Anyway, my diabetes nurse & GP agree that the clinic dietitian isn't for me & they've given me some other names to check out. But the GP clearly thinks it's not very complicated overall: "Eat lots of vegetables, nuts & fish and a reasonable amount of fruit" (which is pretty close to what I do anyway).
Then when I say I'd like to find somebody who can give guidance on possible strategies for getting to remission or even reversal there's some eye-rolling. "I think a <6% target is too low; go for something between 6% and 7%". Which I think is really just a translation of the main guidelines here in Oz (<7% in general, maybe <6.5% if Metformin+lifestyle, following ADA guidelines I believe).
Which is fine; he's a good non-D-specialist GP. It'd be good to bump things up a level, however.

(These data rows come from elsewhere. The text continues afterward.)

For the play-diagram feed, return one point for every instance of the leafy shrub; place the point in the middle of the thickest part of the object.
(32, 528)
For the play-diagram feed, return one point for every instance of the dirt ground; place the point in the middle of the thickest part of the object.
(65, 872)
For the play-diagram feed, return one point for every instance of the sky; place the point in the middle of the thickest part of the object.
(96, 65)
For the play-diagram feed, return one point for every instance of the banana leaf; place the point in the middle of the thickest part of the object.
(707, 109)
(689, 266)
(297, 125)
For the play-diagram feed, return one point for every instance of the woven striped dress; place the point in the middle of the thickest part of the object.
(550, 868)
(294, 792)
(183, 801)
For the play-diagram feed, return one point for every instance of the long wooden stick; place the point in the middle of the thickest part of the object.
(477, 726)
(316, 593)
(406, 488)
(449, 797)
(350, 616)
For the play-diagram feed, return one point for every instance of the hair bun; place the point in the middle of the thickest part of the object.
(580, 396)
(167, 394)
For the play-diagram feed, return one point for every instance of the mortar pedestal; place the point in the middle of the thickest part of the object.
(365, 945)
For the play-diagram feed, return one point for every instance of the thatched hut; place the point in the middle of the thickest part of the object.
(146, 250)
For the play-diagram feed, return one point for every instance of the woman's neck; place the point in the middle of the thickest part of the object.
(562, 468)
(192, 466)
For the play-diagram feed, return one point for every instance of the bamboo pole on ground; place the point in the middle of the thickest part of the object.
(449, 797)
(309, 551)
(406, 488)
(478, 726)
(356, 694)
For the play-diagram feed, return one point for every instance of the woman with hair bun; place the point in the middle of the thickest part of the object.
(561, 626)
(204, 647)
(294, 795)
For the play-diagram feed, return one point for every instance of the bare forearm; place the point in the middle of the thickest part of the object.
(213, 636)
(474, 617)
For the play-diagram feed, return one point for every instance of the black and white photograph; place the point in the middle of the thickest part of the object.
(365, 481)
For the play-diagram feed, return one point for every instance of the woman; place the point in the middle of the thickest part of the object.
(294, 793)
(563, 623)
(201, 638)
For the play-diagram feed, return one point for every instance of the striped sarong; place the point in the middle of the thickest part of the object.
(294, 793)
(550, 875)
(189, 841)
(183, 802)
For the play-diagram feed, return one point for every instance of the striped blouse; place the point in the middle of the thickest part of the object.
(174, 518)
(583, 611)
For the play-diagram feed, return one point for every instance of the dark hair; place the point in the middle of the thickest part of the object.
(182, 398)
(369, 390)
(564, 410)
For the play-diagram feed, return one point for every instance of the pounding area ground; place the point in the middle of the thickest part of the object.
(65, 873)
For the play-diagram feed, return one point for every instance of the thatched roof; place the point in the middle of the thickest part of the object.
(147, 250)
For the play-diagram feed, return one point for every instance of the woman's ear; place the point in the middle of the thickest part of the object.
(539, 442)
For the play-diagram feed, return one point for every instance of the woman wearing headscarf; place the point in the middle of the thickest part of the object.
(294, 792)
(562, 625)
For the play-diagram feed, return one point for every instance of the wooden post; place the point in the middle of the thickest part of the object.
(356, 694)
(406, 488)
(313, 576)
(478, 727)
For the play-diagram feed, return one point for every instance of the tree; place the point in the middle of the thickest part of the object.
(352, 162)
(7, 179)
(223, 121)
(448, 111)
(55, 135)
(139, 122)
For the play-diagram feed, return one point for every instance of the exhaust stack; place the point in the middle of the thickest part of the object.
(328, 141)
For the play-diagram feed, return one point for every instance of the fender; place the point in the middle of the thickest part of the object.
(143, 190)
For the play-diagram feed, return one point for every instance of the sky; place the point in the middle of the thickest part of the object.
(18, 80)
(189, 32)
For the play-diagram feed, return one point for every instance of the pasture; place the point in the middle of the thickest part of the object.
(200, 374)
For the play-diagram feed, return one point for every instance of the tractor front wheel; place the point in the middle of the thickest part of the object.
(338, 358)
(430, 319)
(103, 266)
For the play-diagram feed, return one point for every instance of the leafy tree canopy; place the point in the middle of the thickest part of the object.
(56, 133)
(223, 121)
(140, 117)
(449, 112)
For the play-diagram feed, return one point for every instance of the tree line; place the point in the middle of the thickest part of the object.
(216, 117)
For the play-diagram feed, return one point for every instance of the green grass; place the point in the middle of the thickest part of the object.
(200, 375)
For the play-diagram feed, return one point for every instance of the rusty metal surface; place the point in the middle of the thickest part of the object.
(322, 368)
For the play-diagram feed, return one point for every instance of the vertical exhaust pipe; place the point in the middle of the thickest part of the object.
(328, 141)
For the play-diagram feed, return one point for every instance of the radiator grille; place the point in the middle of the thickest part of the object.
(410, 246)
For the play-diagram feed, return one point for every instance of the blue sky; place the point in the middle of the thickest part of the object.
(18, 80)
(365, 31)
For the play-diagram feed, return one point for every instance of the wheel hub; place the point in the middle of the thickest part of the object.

On diet in general, this is the best thing I've found so far:
https://www.annualreviews.org/doi/full/10.1146/annurev-publhealth-032013-182351
... claims abound for the competitive merits of various diets relative to one another. Whereas such claims, particularly when attached to commercial interests, emphasize distinctions, the fundamentals of virtually all eating patterns associated with meaningful evidence of health benefit overlap substantially. There have been no rigorous, long-term studies comparing contenders for best diet laurels using methodology that precludes bias and confounding, and for many reasons such studies are unlikely. In the absence of such direct comparisons, claims for the established superiority of any one specific diet over others are exaggerated. The weight of evidence strongly supports a theme of healthful eating while allowing for variations on that theme. A diet of minimally processed foods close to nature, predominantly plants, is decisively associated with health promotion and disease prevention and is consistent with the salient components of seemingly distinct dietary approaches.